So if Bank of Clark County was so well run, why did it fail?
“The bank was heavily involved in the development of the community,” (President of the Columbia River Economic Development Council Bart) Phillips said. “The recession hits, and there are casualties. And this is one of the very unfortunate casualties.”
As the article notes, a lot of Vancouver’s top citizens seem to really like the people who ran Bank of Clark County, which is fine. There’s no reason to think they weren’t good at the business of banking itself.
Plus they love puppies, which is very sweet and utterly beside the point. I get that nobody wants to kick any individuals when they are down, but talk about circling the wagons.
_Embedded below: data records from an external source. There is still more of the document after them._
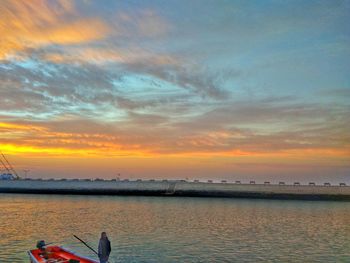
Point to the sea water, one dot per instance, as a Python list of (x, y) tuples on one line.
[(172, 229)]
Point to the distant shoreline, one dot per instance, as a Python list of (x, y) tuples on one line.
[(177, 188)]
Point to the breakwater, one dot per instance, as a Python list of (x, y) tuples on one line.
[(177, 188)]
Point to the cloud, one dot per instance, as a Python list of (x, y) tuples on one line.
[(38, 23)]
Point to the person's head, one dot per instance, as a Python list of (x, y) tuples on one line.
[(103, 235)]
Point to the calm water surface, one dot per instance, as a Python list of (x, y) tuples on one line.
[(158, 229)]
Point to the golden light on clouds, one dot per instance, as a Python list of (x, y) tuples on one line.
[(32, 24)]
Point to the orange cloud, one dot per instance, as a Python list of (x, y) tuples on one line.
[(36, 23), (37, 140)]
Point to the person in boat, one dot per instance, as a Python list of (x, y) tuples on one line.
[(104, 248)]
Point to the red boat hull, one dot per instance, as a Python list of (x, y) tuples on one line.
[(56, 254)]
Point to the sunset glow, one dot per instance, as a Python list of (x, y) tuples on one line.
[(241, 89)]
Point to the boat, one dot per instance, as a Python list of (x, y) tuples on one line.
[(55, 254)]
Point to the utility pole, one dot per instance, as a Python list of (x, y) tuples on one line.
[(8, 166)]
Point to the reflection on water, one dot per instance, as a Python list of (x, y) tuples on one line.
[(160, 229)]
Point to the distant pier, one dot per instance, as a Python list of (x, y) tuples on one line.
[(296, 191)]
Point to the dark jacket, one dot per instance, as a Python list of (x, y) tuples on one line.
[(104, 248)]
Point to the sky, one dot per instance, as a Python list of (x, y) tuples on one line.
[(176, 89)]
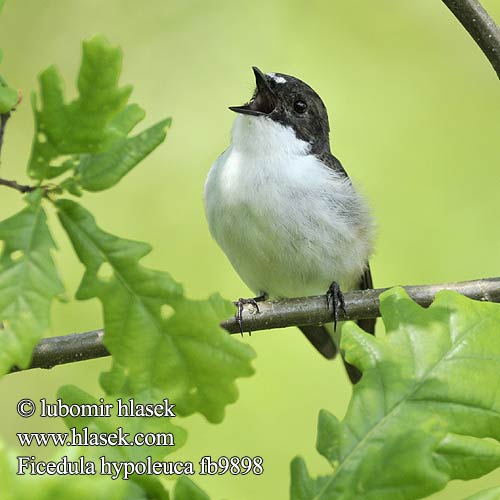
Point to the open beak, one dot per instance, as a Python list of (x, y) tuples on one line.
[(264, 101)]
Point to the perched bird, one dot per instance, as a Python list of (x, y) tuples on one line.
[(282, 207)]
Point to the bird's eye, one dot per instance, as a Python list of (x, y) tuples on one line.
[(299, 106)]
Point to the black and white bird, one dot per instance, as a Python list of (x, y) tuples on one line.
[(282, 207)]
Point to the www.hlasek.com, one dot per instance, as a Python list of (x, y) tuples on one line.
[(82, 436)]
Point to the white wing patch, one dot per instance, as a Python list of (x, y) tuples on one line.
[(277, 79)]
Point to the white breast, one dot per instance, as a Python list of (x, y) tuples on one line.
[(288, 224)]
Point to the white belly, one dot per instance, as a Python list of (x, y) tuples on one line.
[(288, 224)]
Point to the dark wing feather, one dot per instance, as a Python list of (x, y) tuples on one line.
[(321, 340)]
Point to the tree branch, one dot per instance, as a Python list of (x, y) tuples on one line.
[(3, 122), (480, 26), (22, 188), (360, 304)]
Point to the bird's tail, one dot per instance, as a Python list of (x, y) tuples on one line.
[(321, 338)]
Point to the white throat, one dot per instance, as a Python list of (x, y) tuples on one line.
[(261, 136)]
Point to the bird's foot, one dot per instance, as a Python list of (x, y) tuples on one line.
[(335, 299), (239, 309)]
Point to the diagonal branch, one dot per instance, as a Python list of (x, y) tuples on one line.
[(360, 304), (480, 26)]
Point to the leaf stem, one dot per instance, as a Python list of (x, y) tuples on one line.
[(359, 304), (22, 188), (3, 122)]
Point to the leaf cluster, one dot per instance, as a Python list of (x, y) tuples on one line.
[(162, 343)]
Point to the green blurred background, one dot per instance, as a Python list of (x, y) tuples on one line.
[(414, 109)]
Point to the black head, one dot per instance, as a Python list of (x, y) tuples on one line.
[(291, 102)]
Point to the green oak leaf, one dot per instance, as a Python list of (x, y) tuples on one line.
[(185, 489), (489, 494), (426, 410), (104, 170), (28, 283), (161, 342), (93, 127), (53, 487)]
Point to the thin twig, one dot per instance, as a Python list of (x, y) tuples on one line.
[(22, 188), (3, 122), (476, 20), (359, 304)]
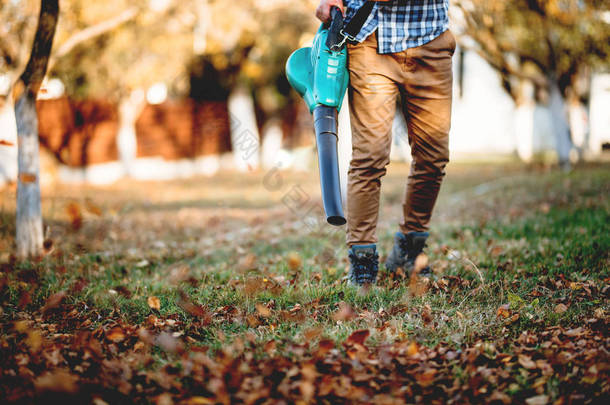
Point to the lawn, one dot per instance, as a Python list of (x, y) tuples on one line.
[(233, 290)]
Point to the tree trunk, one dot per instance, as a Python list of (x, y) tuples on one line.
[(561, 129), (245, 139), (29, 215), (127, 143), (8, 138), (524, 121)]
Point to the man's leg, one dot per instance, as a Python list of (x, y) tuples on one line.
[(372, 102), (427, 109)]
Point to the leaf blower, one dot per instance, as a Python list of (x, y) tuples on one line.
[(319, 74)]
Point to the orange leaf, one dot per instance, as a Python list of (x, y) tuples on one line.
[(526, 362), (76, 218), (413, 349), (263, 311), (344, 313), (116, 334), (503, 311), (92, 208), (53, 301), (358, 337), (294, 261), (27, 177), (426, 378), (154, 303)]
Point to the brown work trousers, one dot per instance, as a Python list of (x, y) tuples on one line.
[(423, 77)]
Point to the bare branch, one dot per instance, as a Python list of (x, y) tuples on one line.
[(94, 31)]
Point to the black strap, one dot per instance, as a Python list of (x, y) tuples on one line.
[(353, 27)]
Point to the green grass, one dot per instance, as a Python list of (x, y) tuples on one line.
[(529, 237)]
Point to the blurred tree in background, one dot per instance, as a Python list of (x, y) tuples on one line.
[(553, 44)]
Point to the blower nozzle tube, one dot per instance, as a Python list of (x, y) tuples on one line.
[(325, 124)]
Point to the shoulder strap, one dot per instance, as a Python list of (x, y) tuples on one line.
[(353, 27)]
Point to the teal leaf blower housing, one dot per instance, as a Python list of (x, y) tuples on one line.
[(319, 74)]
Nobody even touches on any of the core financial issues.
There’s almost a sense in the article that the economic calamity now striking us is some vague, mysterious outside force like a natural disaster, rather than the highly predictable outcome of neglect by federal regulators in the financial sector combined with pro-sprawl policies locally. Maybe being too heavily exposed to construction and speculative real estate was considered acceptable best bank practice for the last decade, but it sure in the hell can’t be acceptable going forward if we want to avoid a repeat of this mess.
Easy credit allowed for building booms that led to unsustainable sprawl. People have been trying to point out for a very long time in Clark County that we can’t afford sprawl, either environmentally or economically, but nobody ever listens to the DFH. When your economy is based on growth never stopping, when it stops (as it inevitably must) you are in the deep end of the pool with no water wings.
That’s where we are now. Whether it winds up being a teachable moment for at least some of the bidness guys and gals remains to be seen. The irony is that the local BIAW has the county commission locked up for the next four years, and appears to be taking aim at the Vancouver City Council. So they may actually be able to continue their assault on environmental regulations, but with few people buying much of anything, it starts to look like a Pyrrhic victory.